Any couple having problems in their marriage can be considered depressive. Instead of sitting down and saying simply (as he should), “Look, you two. Grow up. Marriage is a give and take proposition and one of you is taking too much,” the psychiatrist takes your time and money to tell you that because your mother slapped you across the mouth once for talking back, you’ve hated your mother ever since and consequently hate your husband, or wife.
The best psychiatric treatment you can have is taking a long truthful look in the mirror and saying honestly to yourself, “Okay, what am I doing wrong?”
Your mirror will tell you. The basic trouble with marriages is too many of you are afraid to face the truth and hope an outsider will agree.
You don’t need psychiatry. All you need is the Count Marco column.
This post is part of a series, Ten Days of Count Marco, which examines the ten Count Marco columns leading up to the July 8, 1974 Count Marco letter.
The title of this column reminds me of the Friedrich Nietzsche quote: “And when you gaze long into an abyss the abyss also gazes into you.”
This is a very interesting piece by Marco. I think this could well have grabbed Zodiac’s attention. With references to mental health issues, the role of mental health professionals, the allusions to introspection, all of that kind of thing. I will need to give this piece some thought but it struck me as something that could have easily grabbed the killer’s focus, at least for a short time. It’s so hard to guess at this kind of thing.
Fun series, Mike. Really interesting stuff, to go back in time and read it all over again. I had forgotten how Marco was such an out-of-step, pain-in-the-neck guy. Looking back, I cringe when I read his silly statements and his attitudes that seem to come from deep in the Victorian era, or perhaps the Caveman era.
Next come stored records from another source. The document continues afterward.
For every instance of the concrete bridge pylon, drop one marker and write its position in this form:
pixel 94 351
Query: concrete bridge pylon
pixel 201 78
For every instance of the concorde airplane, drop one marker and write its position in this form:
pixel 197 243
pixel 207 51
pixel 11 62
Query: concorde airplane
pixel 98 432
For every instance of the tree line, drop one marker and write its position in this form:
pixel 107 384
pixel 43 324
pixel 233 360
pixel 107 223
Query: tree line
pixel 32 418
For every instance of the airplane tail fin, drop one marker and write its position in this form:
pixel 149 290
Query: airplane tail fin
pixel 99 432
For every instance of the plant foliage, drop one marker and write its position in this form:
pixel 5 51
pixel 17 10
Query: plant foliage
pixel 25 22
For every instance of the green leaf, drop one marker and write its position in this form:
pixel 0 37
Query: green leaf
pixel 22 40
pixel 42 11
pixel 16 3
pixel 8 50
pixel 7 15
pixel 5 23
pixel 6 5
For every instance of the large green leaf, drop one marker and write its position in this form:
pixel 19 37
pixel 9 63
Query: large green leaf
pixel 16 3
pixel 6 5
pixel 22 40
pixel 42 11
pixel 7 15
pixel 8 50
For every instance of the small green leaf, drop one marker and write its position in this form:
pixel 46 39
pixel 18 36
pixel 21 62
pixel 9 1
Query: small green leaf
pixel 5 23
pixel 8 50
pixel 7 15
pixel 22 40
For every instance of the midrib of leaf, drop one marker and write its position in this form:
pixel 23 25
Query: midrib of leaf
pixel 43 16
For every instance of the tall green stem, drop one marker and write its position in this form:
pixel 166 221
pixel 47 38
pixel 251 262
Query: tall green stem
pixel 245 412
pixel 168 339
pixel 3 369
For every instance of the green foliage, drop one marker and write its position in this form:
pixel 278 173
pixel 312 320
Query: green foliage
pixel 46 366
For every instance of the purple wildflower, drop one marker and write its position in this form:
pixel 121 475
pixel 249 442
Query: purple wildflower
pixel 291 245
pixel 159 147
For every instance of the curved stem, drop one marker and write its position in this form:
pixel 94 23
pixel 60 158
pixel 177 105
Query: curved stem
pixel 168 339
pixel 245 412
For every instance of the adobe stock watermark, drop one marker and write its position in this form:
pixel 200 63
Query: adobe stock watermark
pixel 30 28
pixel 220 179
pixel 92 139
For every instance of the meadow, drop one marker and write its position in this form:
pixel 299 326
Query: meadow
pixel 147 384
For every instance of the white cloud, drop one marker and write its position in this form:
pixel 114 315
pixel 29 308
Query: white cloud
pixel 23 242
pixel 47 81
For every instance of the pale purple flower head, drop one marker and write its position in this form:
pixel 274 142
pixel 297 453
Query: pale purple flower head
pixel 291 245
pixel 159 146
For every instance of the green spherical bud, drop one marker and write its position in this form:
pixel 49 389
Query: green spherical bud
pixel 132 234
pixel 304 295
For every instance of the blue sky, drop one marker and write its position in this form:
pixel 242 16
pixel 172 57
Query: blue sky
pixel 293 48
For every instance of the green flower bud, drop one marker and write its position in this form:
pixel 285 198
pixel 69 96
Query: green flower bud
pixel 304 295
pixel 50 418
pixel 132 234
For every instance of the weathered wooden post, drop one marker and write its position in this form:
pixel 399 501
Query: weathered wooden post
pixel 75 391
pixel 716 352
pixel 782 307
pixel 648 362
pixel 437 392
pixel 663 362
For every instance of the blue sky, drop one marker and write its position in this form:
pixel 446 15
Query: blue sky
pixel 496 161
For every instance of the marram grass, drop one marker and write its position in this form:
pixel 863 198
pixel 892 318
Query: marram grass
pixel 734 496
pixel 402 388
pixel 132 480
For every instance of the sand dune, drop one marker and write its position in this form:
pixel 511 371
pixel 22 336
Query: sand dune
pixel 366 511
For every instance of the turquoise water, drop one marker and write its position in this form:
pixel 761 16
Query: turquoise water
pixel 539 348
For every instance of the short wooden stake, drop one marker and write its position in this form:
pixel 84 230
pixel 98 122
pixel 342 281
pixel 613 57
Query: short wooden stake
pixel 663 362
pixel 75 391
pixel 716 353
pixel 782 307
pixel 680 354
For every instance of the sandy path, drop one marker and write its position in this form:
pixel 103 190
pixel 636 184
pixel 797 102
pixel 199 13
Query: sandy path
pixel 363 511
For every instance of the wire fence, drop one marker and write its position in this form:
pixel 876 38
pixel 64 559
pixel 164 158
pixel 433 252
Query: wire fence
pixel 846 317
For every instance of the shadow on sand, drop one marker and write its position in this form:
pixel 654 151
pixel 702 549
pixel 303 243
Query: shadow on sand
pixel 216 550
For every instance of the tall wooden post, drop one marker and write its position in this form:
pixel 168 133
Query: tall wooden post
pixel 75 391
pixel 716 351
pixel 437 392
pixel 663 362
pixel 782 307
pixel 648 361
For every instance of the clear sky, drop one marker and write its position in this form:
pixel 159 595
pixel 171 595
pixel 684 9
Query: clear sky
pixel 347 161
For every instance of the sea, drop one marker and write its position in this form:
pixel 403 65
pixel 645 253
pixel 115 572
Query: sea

I agree. In my opinion, this is the piece that set the killer off. Once I get through the remaining articles, I’m going to write a wrap-up piece in which I’ll go into more detail as to why I think it’s this article.
It’s a bit strange though, really. This is not the kind of content that I would have imagined motivated the killer (prior to reading all of these columns). It’s always interesting and thought provoking to find evidence that appears to contradict your intuition or belief…
The wrap-up should be an interesting read. I’m looking forward to it.
One of the things that has always troubled me is why Zodiac would even care about Marco and his rather silly column. He was such a media hound, front-page style, what would keep him going back to the Marco do0-doo? Perhaps there is more to Zodiac’s interest than meets the eye. I have no idea. Back in the day, Herb Caen was the guy to read, not County Marco.